McCain was the only Republican among five senators in the dock for assisting Keating--a savings and loan owner known for his political largesse--in his fights with federal regulators.
The Senate ethics committee’s special counsel in the case, Robert Bennett, concluded that evidence did not support keeping McCain and Glenn, an Ohio Democrat, in the case. But when Democrats refused to dismiss McCain, Republicans wouldn’t exonerate Glenn.
McCain, who spent 5 1/2 years in a North Vietnamese prison, will never forget March 12, 1990. He sat in a secluded room of the U.S. Capitol, sensing he was a political prisoner of committee Democrats.

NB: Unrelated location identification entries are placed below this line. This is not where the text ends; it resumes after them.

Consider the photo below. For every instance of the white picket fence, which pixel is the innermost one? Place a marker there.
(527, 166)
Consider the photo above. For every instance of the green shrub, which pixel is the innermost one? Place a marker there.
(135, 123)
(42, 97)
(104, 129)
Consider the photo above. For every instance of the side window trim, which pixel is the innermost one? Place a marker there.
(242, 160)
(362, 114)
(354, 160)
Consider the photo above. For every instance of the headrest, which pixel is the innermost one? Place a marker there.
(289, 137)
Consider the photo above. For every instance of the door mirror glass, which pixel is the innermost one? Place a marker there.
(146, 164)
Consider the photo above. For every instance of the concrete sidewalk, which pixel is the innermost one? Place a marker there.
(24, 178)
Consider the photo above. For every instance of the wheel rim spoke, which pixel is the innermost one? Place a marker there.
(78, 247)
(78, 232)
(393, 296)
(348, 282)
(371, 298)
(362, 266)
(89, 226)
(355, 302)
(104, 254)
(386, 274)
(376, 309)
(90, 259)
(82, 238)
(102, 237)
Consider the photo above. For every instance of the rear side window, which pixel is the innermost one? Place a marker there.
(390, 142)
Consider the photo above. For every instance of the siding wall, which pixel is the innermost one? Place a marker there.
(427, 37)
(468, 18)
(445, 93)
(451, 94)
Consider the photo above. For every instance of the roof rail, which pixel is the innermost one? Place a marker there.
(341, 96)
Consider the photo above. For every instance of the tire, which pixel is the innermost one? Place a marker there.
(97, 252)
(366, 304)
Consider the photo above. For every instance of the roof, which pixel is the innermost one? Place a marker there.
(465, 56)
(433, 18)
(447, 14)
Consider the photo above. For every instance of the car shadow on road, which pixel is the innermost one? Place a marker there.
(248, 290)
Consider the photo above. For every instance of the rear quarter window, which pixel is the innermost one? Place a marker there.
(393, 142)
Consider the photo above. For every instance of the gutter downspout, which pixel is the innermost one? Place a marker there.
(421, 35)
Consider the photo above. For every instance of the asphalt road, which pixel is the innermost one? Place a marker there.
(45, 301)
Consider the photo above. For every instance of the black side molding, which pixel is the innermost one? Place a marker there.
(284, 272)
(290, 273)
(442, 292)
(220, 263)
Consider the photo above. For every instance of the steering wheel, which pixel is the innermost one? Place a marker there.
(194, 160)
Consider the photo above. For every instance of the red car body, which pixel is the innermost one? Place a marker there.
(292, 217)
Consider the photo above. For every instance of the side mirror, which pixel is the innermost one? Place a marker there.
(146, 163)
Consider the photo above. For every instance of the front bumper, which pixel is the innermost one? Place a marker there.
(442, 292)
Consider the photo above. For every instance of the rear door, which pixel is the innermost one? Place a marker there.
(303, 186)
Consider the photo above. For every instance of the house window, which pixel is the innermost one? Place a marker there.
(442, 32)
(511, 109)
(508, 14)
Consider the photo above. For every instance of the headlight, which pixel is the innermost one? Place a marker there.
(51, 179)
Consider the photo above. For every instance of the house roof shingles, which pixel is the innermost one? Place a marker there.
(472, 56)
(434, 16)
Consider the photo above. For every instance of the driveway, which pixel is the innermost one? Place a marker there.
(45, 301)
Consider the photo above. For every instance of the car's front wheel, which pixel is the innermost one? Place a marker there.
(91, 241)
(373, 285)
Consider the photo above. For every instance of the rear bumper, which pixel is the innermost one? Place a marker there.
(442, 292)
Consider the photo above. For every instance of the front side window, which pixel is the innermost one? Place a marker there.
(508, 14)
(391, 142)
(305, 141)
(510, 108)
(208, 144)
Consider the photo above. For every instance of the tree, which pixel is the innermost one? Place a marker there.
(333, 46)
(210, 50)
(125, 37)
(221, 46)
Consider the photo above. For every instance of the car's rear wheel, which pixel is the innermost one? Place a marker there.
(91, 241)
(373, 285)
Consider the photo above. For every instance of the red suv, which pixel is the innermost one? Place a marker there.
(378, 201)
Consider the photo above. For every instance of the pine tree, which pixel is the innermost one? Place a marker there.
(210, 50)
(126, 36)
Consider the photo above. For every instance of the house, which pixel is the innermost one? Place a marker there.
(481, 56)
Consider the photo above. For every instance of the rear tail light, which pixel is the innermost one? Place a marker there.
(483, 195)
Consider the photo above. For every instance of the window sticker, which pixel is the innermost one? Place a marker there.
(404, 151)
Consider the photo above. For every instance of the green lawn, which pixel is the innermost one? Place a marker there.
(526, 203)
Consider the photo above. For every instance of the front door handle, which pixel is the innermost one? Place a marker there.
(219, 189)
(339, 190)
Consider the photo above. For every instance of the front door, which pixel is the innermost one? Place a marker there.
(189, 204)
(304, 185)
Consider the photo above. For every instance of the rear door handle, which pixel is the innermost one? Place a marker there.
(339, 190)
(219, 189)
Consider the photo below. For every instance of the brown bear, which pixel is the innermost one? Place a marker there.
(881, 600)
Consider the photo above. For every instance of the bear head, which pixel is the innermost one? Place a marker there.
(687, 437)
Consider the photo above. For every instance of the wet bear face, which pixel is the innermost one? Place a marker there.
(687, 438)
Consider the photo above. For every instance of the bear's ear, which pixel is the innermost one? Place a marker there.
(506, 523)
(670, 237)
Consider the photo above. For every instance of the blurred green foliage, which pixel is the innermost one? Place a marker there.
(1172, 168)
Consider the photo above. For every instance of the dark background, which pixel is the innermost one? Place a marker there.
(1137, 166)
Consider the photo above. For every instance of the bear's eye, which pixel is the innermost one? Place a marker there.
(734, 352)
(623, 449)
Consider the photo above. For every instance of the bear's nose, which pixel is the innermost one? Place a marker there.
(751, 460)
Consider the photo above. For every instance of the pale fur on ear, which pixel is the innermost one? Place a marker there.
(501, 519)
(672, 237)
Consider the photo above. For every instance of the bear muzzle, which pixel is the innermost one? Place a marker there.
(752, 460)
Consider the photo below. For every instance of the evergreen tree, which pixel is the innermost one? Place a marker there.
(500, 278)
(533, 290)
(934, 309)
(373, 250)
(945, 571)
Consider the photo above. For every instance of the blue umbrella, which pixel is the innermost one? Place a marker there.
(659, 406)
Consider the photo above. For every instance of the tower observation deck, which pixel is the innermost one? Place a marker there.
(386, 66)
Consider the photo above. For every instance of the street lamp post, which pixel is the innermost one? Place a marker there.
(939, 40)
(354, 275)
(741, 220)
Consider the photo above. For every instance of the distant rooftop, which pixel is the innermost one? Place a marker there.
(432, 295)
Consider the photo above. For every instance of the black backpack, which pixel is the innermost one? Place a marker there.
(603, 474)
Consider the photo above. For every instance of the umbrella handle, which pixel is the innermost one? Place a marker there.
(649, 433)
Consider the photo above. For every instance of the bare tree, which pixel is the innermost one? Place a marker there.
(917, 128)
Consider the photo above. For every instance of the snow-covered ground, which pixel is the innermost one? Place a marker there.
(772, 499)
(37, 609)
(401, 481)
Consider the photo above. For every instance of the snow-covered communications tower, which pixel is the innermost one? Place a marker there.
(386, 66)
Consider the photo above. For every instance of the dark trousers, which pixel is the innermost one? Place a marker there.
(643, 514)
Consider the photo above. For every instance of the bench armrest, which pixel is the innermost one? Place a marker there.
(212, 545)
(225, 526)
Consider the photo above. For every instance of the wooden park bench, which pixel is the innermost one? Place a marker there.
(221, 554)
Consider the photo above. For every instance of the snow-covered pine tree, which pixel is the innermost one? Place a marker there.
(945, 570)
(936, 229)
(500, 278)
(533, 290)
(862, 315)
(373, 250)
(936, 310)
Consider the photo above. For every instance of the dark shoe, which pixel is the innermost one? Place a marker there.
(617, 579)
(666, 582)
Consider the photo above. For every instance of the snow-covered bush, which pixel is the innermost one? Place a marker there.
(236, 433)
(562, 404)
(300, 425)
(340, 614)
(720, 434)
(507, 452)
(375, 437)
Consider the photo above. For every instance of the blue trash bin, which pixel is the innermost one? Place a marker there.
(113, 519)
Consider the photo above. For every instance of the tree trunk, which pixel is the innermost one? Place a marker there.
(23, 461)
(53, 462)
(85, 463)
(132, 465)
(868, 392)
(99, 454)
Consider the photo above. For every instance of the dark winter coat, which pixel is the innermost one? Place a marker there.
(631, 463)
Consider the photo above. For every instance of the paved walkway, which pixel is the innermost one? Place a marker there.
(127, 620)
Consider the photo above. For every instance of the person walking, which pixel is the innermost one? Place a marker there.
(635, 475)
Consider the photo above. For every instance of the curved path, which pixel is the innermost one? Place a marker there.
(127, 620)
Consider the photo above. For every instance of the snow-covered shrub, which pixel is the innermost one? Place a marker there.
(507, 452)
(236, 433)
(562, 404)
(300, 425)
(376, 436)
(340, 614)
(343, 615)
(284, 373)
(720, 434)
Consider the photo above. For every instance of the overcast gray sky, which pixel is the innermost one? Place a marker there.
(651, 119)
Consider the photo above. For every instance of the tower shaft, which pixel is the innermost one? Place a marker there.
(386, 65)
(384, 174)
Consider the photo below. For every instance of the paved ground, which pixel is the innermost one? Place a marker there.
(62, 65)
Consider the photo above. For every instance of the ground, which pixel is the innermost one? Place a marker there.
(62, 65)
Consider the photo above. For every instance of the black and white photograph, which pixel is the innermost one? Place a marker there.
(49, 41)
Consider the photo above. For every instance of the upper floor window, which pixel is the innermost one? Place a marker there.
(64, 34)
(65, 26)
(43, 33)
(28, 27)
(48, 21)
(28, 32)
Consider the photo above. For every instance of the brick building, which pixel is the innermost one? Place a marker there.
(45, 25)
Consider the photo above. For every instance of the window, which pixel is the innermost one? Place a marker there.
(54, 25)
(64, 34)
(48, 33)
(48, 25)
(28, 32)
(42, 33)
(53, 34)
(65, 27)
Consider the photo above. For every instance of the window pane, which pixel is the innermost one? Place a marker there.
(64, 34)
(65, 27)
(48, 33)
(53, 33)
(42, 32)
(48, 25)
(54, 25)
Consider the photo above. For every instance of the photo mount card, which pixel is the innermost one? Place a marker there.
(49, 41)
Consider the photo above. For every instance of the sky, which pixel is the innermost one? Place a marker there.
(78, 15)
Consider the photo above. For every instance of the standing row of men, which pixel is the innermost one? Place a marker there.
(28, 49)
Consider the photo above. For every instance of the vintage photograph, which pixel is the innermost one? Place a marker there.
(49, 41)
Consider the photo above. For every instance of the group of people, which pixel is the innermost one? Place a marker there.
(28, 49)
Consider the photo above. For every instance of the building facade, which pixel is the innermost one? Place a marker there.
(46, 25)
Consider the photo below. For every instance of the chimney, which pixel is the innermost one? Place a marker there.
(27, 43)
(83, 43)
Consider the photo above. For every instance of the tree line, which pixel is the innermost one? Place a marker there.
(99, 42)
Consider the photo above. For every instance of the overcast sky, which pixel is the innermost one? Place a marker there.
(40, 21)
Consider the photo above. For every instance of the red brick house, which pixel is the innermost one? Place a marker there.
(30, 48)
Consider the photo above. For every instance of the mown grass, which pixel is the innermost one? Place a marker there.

Inside, McCain’s eyes were moist as he defended not only his actions but his honor. He spoke of his personal moral standards, his family’s military tradition, his love of country. “My very life is associated with my reputation and my honor,” McCain remembers thinking. “In that sense, this was as bad as Vietnam.”
Former Sen. Warren B. Rudman (R-N.H.), who was vice chairman of the ethics committee during the Keating case, wrote in his Senate memoirs: “The Packwood affair was different from the Keating investigation, in that one turned on sex and the other on money, but . . . both became intensely partisan issues and revealed the Senate’s great difficulty in carrying out its constitutional duty to police its members.”
In the Packwood case, the partisan tension flared one day in July 1995. The committee’s three Republicans and the GOP-run Senate had opposed a move on the Senate floor by Sen. Barbara Boxer (D-Calif.) to force televised public hearings on Packwood’s sexual misconduct.
On this day, the committee sat in stunned silence as Chairman Mitch McConnell (R-Ky.) spoke to Sen. Barbara Mikulski (D-Md.)--the only woman on the committee--about Boxer’s intentions.
“I want you to tell her [Boxer] if she does that [forces hearings], we will offer amendments for hearings” on past conduct of some Democrats, McConnell said. “It will work both ways. I want you to tell her that right away.”
But no ethics investigation has had greater political consequences than the scandal at the now-defunct House bank. Hundreds of current and former lawmakers from both parties had written checks on insufficient funds, but Republicans saw the issue as a blot on Democratic stewardship of the House.
Rep. Jim Nussle (R-Iowa) signaled Republican intentions when he showed up on the floor in 1991 with a paper bag over his head. Radio talk show hosts, egged on by the Republicans, picked up the issue. When members went home, they always were asked how many bad checks they wrote.
The ranking Republican on the ethics committee then was Rep. Jim Hansen of Utah. In the spring of 1992, as increasing numbers of House members worried about their political careers, Hansen imagined he was once again a Mormon lay bishop hearing confessions.
“Admit you’re wrong,” Hansen advised them.
The House Democratic leadership had tried several times to contain the scandal, eventually sending the problem to the ethics committee with a mandate to identify “abusers” of the bank.
The final chapter came with the disclosure of about 300 current and former lawmakers who wrote overdrafts and the replacement of one-fourth of the House. Many were defeated or chose to retire because of their overdrafts.
“The climate with respect to Congress changed and people were less tolerant and less forgiving about these kinds of practices,” said former Rep. Matthew McHugh, a New York Democrat who headed the bank probe.